Human serum samples obtained from HPS patients during 1998–2005 were analyzed by immunoglobulin (Ig) M capture ELISA by using antigens for Andes virus and ARAV. Rodents were captured alive by using traps in rural or sylvan environments at presumed sites of HPS cases during 2002–2005 as part of routine surveillance procedures conducted by the Adolfo Lutz Institute under the mandate of the Brazilian Ministry of Health. Sampling was reviewed and approved by appropriate ethical committees on human and animal research according to Brazilian Ministry of Health Resolutions 3747/95 and 196/96. Informed consent was obtained from all patients, and information was kept confidential by the Ministry of Health. Rodent collection in the field was authorized by the Brazilian Institute of Environment and Renewable Natural Resources.
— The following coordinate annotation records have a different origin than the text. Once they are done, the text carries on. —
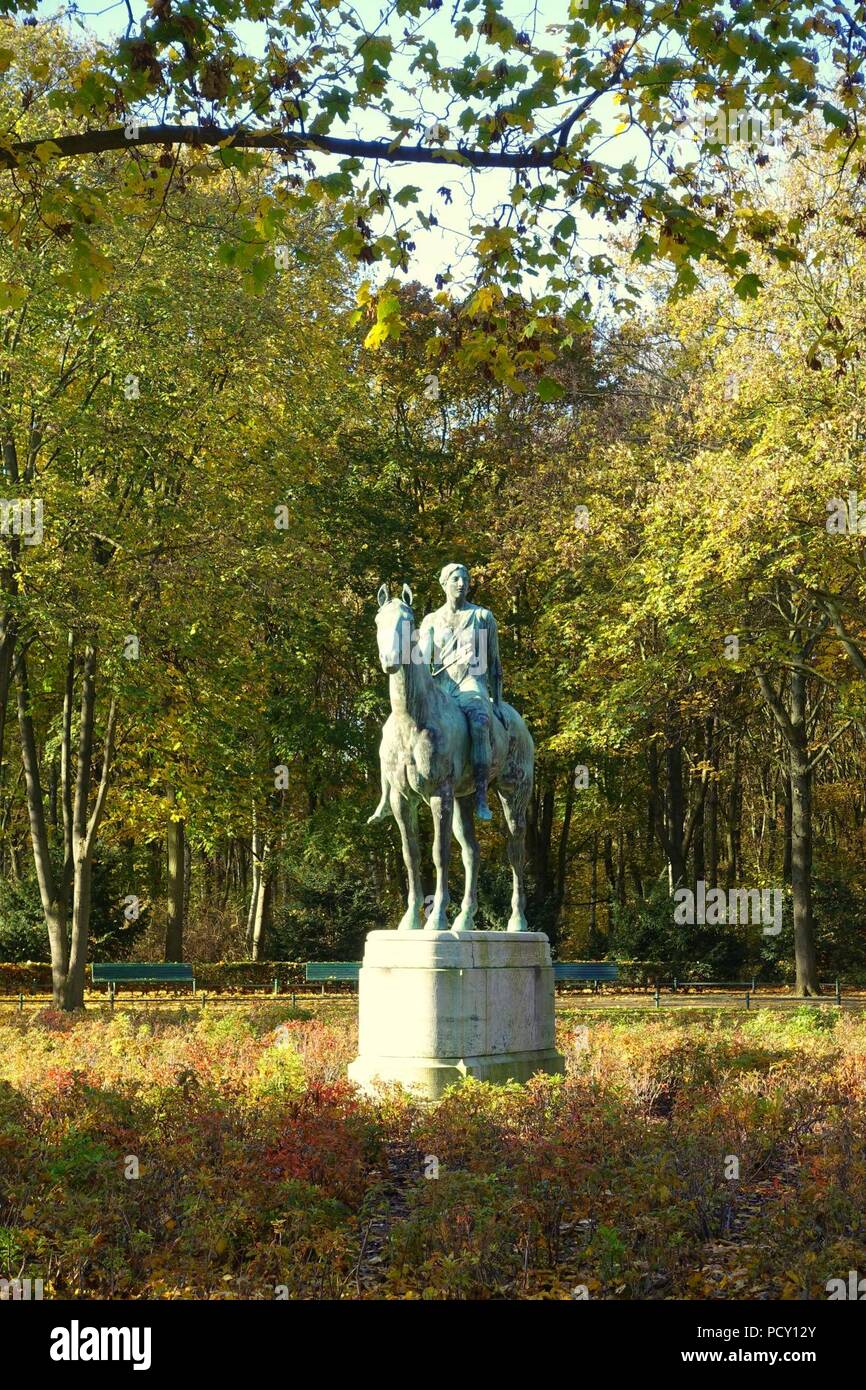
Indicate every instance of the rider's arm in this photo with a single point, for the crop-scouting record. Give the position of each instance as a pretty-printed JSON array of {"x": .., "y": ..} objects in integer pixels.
[{"x": 426, "y": 640}]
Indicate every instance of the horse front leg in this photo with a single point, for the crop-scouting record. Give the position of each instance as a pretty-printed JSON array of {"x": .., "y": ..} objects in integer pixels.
[
  {"x": 442, "y": 808},
  {"x": 406, "y": 816},
  {"x": 516, "y": 829}
]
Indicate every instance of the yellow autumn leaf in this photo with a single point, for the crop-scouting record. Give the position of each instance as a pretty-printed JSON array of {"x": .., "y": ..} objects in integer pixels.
[{"x": 46, "y": 150}]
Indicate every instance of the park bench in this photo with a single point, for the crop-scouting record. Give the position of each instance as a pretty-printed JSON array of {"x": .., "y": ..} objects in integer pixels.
[
  {"x": 127, "y": 972},
  {"x": 713, "y": 984},
  {"x": 594, "y": 972},
  {"x": 319, "y": 972}
]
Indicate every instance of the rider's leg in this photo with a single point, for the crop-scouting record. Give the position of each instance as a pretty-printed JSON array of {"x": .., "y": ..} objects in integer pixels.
[{"x": 478, "y": 724}]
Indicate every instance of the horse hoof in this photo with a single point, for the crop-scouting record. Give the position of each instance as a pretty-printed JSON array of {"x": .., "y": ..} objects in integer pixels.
[{"x": 410, "y": 922}]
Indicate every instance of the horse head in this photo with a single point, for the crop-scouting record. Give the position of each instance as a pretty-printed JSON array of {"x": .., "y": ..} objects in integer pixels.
[{"x": 395, "y": 630}]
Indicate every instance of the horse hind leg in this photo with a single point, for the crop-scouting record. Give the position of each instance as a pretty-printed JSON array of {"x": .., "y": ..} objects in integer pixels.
[
  {"x": 441, "y": 806},
  {"x": 464, "y": 831},
  {"x": 516, "y": 834},
  {"x": 406, "y": 816},
  {"x": 382, "y": 811}
]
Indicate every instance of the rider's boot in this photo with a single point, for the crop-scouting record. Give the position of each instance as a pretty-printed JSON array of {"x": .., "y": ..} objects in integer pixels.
[{"x": 481, "y": 767}]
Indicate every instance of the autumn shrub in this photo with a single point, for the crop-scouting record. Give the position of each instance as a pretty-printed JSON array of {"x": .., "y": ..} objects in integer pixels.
[{"x": 182, "y": 1154}]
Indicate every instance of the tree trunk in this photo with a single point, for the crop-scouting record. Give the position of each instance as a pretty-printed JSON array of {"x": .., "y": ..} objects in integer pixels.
[
  {"x": 256, "y": 890},
  {"x": 175, "y": 859},
  {"x": 801, "y": 841},
  {"x": 262, "y": 909}
]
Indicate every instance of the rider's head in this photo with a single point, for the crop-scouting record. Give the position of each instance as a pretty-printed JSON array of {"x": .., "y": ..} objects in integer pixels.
[{"x": 455, "y": 581}]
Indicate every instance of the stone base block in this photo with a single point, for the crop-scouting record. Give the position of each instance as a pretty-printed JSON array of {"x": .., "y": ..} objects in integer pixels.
[{"x": 437, "y": 1007}]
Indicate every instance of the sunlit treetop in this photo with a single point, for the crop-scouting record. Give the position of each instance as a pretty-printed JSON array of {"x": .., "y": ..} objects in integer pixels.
[{"x": 617, "y": 114}]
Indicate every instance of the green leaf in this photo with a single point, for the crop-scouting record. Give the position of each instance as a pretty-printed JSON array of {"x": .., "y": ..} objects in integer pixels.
[
  {"x": 834, "y": 117},
  {"x": 748, "y": 287},
  {"x": 551, "y": 389}
]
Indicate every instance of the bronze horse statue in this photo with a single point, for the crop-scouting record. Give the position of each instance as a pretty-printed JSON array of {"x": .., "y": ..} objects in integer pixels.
[{"x": 426, "y": 756}]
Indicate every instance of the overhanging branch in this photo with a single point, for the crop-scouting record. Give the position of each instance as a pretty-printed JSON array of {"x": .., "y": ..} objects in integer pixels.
[{"x": 288, "y": 143}]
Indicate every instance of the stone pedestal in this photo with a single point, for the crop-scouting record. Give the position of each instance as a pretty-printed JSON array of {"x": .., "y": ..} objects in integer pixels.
[{"x": 437, "y": 1007}]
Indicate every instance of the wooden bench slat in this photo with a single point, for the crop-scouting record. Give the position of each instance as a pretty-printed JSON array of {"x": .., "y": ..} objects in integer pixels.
[
  {"x": 597, "y": 970},
  {"x": 127, "y": 970},
  {"x": 320, "y": 970}
]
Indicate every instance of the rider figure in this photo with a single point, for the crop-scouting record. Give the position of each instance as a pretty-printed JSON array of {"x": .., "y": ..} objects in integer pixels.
[{"x": 462, "y": 641}]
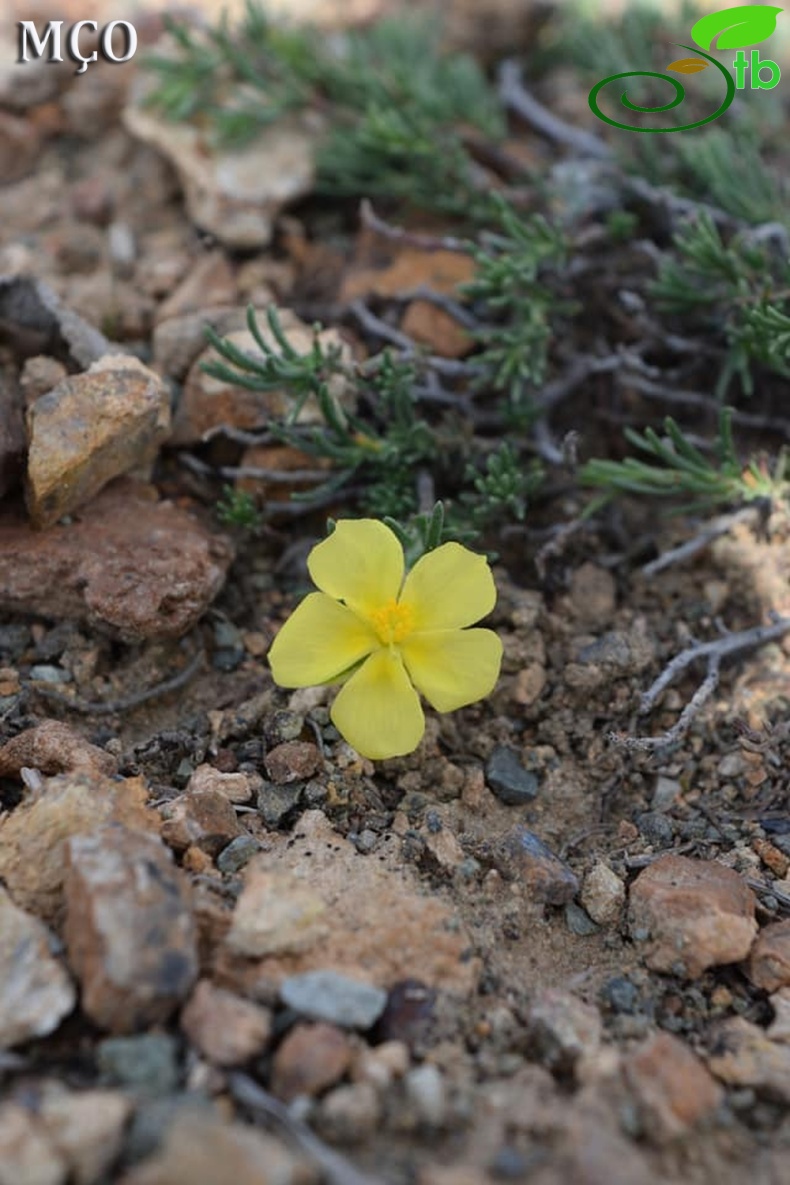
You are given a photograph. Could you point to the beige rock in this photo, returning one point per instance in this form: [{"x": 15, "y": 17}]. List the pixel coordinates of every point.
[
  {"x": 309, "y": 1059},
  {"x": 129, "y": 932},
  {"x": 36, "y": 992},
  {"x": 26, "y": 1155},
  {"x": 226, "y": 1029},
  {"x": 203, "y": 1151},
  {"x": 239, "y": 787},
  {"x": 32, "y": 858},
  {"x": 209, "y": 282},
  {"x": 53, "y": 748},
  {"x": 694, "y": 915},
  {"x": 143, "y": 569},
  {"x": 672, "y": 1086},
  {"x": 235, "y": 194},
  {"x": 769, "y": 962},
  {"x": 368, "y": 918},
  {"x": 277, "y": 913},
  {"x": 603, "y": 895},
  {"x": 201, "y": 818},
  {"x": 89, "y": 429},
  {"x": 744, "y": 1055},
  {"x": 85, "y": 1128},
  {"x": 207, "y": 402}
]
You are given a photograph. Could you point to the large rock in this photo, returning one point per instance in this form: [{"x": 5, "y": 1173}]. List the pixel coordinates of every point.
[
  {"x": 694, "y": 915},
  {"x": 34, "y": 988},
  {"x": 140, "y": 568},
  {"x": 32, "y": 837},
  {"x": 89, "y": 429},
  {"x": 235, "y": 194},
  {"x": 129, "y": 932}
]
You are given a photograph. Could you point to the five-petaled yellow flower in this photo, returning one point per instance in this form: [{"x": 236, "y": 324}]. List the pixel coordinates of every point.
[{"x": 386, "y": 638}]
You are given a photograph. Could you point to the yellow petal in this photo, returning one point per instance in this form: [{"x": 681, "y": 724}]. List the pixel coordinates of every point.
[
  {"x": 449, "y": 588},
  {"x": 453, "y": 667},
  {"x": 378, "y": 710},
  {"x": 320, "y": 640},
  {"x": 360, "y": 563}
]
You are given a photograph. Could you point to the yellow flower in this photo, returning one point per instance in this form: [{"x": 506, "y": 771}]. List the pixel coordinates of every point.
[{"x": 386, "y": 638}]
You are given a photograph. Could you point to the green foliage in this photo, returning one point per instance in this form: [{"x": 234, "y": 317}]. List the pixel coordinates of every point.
[
  {"x": 515, "y": 301},
  {"x": 237, "y": 508},
  {"x": 393, "y": 101},
  {"x": 675, "y": 468},
  {"x": 739, "y": 290}
]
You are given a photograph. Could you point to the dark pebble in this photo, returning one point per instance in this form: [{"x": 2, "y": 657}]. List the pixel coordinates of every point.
[{"x": 507, "y": 777}]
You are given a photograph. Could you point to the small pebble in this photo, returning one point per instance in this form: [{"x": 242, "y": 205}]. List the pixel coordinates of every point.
[
  {"x": 334, "y": 998},
  {"x": 237, "y": 853},
  {"x": 146, "y": 1063},
  {"x": 507, "y": 777}
]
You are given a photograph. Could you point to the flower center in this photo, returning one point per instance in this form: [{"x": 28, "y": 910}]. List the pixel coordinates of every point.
[{"x": 392, "y": 622}]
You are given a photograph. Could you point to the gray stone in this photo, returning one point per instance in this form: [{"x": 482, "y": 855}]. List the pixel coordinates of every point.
[
  {"x": 507, "y": 777},
  {"x": 334, "y": 998},
  {"x": 237, "y": 853},
  {"x": 146, "y": 1064}
]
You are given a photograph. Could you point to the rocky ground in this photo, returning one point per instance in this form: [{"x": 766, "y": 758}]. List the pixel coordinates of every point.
[{"x": 231, "y": 949}]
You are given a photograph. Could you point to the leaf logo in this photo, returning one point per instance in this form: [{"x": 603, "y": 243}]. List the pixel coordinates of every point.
[
  {"x": 745, "y": 25},
  {"x": 687, "y": 65}
]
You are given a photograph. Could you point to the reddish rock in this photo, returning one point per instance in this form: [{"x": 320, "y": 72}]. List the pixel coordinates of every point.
[
  {"x": 673, "y": 1088},
  {"x": 32, "y": 838},
  {"x": 769, "y": 963},
  {"x": 226, "y": 1029},
  {"x": 90, "y": 429},
  {"x": 129, "y": 932},
  {"x": 201, "y": 818},
  {"x": 694, "y": 915},
  {"x": 53, "y": 748},
  {"x": 293, "y": 761},
  {"x": 143, "y": 569},
  {"x": 309, "y": 1059},
  {"x": 34, "y": 990}
]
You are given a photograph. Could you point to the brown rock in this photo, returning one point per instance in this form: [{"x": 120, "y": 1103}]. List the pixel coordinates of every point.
[
  {"x": 209, "y": 282},
  {"x": 201, "y": 818},
  {"x": 769, "y": 963},
  {"x": 53, "y": 748},
  {"x": 85, "y": 1128},
  {"x": 435, "y": 328},
  {"x": 237, "y": 787},
  {"x": 36, "y": 992},
  {"x": 226, "y": 1029},
  {"x": 142, "y": 568},
  {"x": 235, "y": 194},
  {"x": 673, "y": 1088},
  {"x": 366, "y": 918},
  {"x": 32, "y": 859},
  {"x": 207, "y": 402},
  {"x": 91, "y": 428},
  {"x": 26, "y": 1155},
  {"x": 12, "y": 435},
  {"x": 293, "y": 761},
  {"x": 310, "y": 1058},
  {"x": 694, "y": 914},
  {"x": 743, "y": 1055},
  {"x": 520, "y": 856},
  {"x": 129, "y": 932},
  {"x": 204, "y": 1151}
]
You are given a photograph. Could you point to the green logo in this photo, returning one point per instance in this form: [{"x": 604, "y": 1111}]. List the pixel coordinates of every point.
[{"x": 734, "y": 29}]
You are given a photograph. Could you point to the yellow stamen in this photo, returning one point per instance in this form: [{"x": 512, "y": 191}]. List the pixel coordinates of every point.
[{"x": 392, "y": 622}]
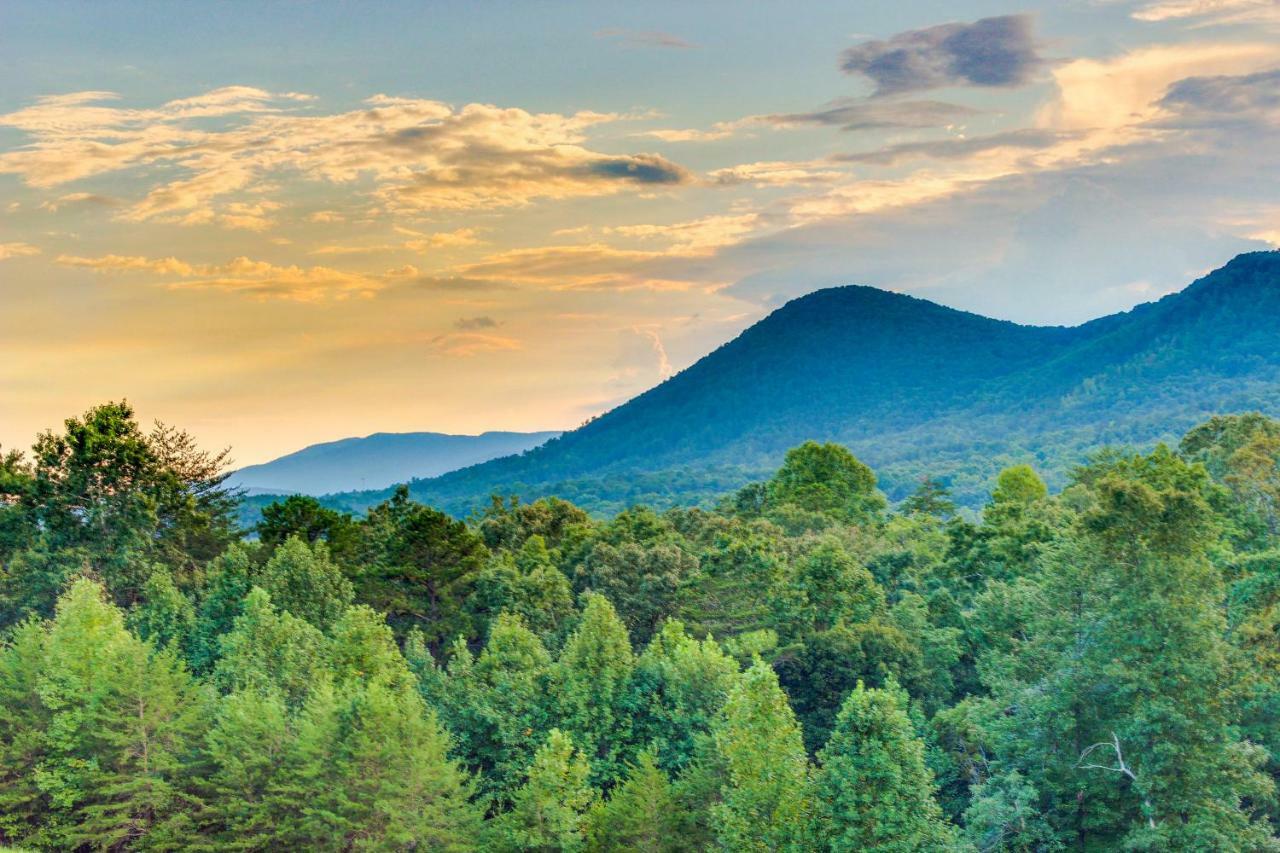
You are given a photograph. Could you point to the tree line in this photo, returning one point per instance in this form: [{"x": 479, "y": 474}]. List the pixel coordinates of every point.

Samples containing hantavirus are under control of the Ministry of Health at classified sites according to United Nations Security Council Resolution 1540 and Brazilian Ministry of Science and Technology Resolution 10. Rodent blood samples were analyzed by IgG ELISA by using antigens for Sin Nombre virus and ARAV. Rodent lungs and human serum samples positive for hantavirus were used for RNA extraction.

Extraction of RNA

RNA was extracted from 300 μL of hemolyzed whole blood or serum samples from humans and from 300 μL of a suspension of macerate of lung tissues from rodents. Samples were mixed with 1 mL of TRIzol LS Reagent (GIBCO/BRL, Gaithersburg, MD, USA) and 200 μL of chloroform–isoamyl alcohol (24:1), according to modifications described by Bowen et al. (10). Pellets were precipitated by centrifugation and resuspended in 10–20 μL of diethyl pyrocarbonate–treated water.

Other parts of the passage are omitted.